これらの小さな試みから始めることで、チーム内の心理的安全性が高まり、「何を言っても大丈夫」という雰囲気が醸成されていきます。異なる意見や感覚が安心して表明できる環境こそが、予測不能な、しかし強力な新規事業アイデアを生み出す土壌となります。
結論:アート思考で「対話の化学反応」を起こす
アート思考は、チームにおける対話を単なる情報のやり取りから、お互いの内面に触れ、新たな視点を共有し合う「創造的な化学反応」へと昇華させる力を持ちます。ロジカルな議論でアイデアの筋道を立てることも重要ですが、それだけでは見えない景色があります。アート思考に基づく対話は、メンバー一人ひとりの感性や違和感を拾い上げ、それらを掛け合わせることで、誰も想像しなかったようなアイデアへと昇り詰める可能性を秘めています。
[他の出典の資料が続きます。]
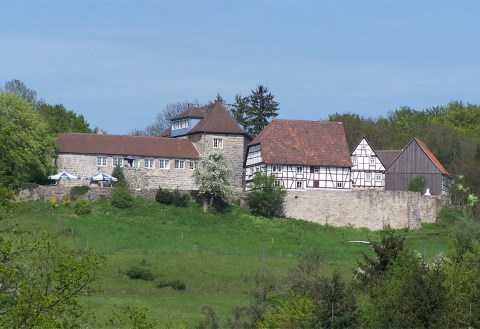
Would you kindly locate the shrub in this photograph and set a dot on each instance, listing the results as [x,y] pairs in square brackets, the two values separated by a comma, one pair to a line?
[122,197]
[138,273]
[78,191]
[175,198]
[417,184]
[82,207]
[178,284]
[266,199]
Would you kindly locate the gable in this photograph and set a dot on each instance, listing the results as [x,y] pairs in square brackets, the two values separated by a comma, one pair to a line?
[304,143]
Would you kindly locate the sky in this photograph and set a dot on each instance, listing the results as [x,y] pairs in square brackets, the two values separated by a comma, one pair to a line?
[119,63]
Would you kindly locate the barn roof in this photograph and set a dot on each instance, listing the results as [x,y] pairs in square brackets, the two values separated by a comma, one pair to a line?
[299,142]
[432,157]
[76,143]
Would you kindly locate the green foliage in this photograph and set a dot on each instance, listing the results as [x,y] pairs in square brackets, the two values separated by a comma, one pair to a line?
[26,146]
[411,294]
[296,312]
[122,197]
[417,184]
[211,176]
[61,120]
[254,112]
[78,191]
[391,244]
[120,176]
[82,207]
[132,317]
[42,281]
[266,199]
[174,197]
[462,284]
[138,273]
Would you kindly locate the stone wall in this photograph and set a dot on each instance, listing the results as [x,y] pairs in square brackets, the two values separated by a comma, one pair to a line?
[372,209]
[234,149]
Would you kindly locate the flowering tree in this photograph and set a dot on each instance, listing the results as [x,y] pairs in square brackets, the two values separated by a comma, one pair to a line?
[211,177]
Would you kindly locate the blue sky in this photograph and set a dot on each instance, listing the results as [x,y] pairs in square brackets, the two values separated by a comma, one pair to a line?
[120,62]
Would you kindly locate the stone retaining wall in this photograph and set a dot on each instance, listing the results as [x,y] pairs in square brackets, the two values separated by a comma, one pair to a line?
[363,208]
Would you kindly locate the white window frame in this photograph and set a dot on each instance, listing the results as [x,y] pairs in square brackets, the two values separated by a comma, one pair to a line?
[149,163]
[164,164]
[218,143]
[101,160]
[179,164]
[120,163]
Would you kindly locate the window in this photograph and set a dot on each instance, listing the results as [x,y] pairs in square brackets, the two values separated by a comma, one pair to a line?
[179,164]
[101,161]
[149,163]
[163,164]
[180,124]
[117,161]
[217,143]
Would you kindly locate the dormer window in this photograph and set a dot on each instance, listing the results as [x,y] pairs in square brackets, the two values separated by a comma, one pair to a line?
[180,124]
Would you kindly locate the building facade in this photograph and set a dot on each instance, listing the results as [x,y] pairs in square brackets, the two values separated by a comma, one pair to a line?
[301,155]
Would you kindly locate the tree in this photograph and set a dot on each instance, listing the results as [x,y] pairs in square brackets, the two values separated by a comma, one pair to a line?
[27,147]
[162,119]
[41,281]
[18,88]
[256,110]
[59,119]
[211,177]
[267,198]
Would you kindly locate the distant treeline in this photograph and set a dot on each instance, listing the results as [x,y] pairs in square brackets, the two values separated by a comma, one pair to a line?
[451,132]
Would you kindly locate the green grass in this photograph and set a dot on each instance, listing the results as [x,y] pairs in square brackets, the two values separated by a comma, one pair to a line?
[212,253]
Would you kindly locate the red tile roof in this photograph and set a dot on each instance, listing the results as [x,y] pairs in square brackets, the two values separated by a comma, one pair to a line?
[296,142]
[215,119]
[432,157]
[126,145]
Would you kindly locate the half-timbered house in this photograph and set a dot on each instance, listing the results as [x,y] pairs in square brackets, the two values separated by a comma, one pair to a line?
[367,167]
[301,154]
[417,160]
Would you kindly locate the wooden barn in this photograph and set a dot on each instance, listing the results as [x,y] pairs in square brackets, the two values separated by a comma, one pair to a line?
[417,160]
[301,154]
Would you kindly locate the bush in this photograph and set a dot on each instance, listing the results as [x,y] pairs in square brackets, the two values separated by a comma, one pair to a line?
[138,273]
[417,184]
[82,207]
[175,198]
[78,191]
[266,199]
[122,197]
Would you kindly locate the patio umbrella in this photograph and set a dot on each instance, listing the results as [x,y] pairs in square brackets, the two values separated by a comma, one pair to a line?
[102,177]
[63,176]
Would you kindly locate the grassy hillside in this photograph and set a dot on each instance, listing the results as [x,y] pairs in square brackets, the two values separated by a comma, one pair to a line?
[211,253]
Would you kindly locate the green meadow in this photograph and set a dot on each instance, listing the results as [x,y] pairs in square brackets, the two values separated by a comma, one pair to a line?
[212,253]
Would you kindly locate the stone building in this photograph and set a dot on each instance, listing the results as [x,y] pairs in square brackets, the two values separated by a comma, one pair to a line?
[152,162]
新規事業開発の現場でアイデア枯渇を感じているのであれば、ぜひチームでの対話にアート思考のエッセンスを取り入れてみてください。それは、画期的なアイデアを生み出すだけでなく、チームメンバー間の信頼と共感を深め、組織全体の創造性を高めることにもつながるはずです。まずは、小さな問いかけや非言語表現から、新しい対話の扉を開いてみてはいかがでしょうか。